With the issuance of Notice 2011-72, the Internal Revenue Service finally addressed the uncertainty relating to the tax treatment of employer-provided cell phones (or other similar telecommunications equipment) and of the personal use of an employer-provided cell phone by the employee.

Historically, cell phones provided by an employer to its employees for business use were deductible to the employer and excludable from the employee’s income as a “working condition fringe benefit”, subject to stringent recordkeeping requirements. However, the Small Business Jobs Act of 2010 removed the cell phones from the definition of listed property for tax years beginning after December 31, 2009. As a result, employers could arguably exclude the value of certain employer-provided cell phones from employee wages without complying with the substantiation requirements applicable to other employer provided property.

This new guidance offers good news for employers. Pursuant to Notice 2011-72, an employee’s use of an employer-provided cell phone for reasons related to the employer’s trade or business will be treated as a working condition fringe benefit and excludable from the employee’s income if the cell phone is issued primarily for business reasons. A cell phone is considered to be issued primarily for business purposes if there are substantial reasons relating to the employer’s business for providing the employee with a cell phone (other than to provide compensation to the employee). But perhaps the best news for employers is that any substantiation requirements that would otherwise be needed to take a deduction will be deemed to be satisfied. The Notice also clarified that the value of any personal use by the employee of the employer-provided cell phone will be excludable from the employee’s gross income as a “de minimis fringe benefit”.

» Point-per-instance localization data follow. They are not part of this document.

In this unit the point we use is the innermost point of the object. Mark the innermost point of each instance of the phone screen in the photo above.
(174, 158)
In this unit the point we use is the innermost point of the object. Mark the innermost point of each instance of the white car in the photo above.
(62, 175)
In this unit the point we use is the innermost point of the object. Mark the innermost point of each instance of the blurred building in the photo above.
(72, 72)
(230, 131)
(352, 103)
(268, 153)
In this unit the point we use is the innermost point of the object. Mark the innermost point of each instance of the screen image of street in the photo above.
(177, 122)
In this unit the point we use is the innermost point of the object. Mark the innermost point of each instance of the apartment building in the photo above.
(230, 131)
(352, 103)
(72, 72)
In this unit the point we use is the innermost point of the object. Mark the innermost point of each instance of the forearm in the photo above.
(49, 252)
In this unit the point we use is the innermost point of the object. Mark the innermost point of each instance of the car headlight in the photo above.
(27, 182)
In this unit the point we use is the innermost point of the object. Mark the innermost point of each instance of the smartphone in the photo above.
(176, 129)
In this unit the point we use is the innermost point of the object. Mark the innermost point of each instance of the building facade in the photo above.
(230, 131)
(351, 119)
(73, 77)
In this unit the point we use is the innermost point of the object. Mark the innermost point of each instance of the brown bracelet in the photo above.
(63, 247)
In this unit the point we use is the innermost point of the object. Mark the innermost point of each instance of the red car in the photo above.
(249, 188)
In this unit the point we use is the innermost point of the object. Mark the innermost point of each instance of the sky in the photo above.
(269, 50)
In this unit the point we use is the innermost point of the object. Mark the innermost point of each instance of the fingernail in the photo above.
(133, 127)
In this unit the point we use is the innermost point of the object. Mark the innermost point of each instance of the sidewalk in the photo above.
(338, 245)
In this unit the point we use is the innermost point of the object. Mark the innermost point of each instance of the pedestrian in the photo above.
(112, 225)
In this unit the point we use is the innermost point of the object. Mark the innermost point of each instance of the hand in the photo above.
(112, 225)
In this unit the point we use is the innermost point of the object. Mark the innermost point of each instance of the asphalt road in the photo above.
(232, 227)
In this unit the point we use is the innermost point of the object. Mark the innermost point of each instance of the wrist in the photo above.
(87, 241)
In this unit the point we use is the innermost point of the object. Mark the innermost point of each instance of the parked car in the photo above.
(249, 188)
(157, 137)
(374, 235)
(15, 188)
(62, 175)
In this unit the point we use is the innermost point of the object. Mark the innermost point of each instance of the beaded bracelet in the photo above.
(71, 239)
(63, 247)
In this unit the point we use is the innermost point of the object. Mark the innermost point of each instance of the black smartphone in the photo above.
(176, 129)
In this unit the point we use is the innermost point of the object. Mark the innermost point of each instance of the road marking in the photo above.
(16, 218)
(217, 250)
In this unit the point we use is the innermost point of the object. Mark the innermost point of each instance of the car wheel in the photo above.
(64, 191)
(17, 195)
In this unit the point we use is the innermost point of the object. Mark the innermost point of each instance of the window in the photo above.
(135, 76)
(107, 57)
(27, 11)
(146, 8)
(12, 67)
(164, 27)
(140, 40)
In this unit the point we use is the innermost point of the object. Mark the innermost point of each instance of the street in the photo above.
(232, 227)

Simultaneous with the issuance of Notice 2011-72, the SB/SE Director of Examination issued an IRS Memorandum to all field examiners, dated September 14, 2011, providing interim audit guidance on employer reimbursement to employees for expenses relating to use of their personal cell phones for business purposes. Where employers, for substantial business reasons, require employees to maintain and use their personal cell phones for business purposes, reimbursement by the employer of employees’ cell phone expenses will not result in wages to the employees. However, the employees must maintain the type of cell phone coverage that is reasonably related to the needs of the employer’s business, and the reimbursement must be reasonably calculated so as not to exceed expenses the employees actually incurred in maintaining the cell phone. Additionally, the reimbursement for business use of the employee’s personal cell phone cannot be a substitute for a portion of the employee’s regular wages.

Examples of substantial noncompensatory business reasons for requiring employees to maintain personal cell phones and reimbursing them for their use include: (1) the employer’s need to contact the employee at all times for work-related emergencies; and the (2) the employer’s requirement that the employee be available to speak with clients at times when the employee is away form the office or at times outside the employee’s normal work schedule.

Notice 2011-72 is applicable to any use of an employer-provided cell phone occurring after December 31, 2009.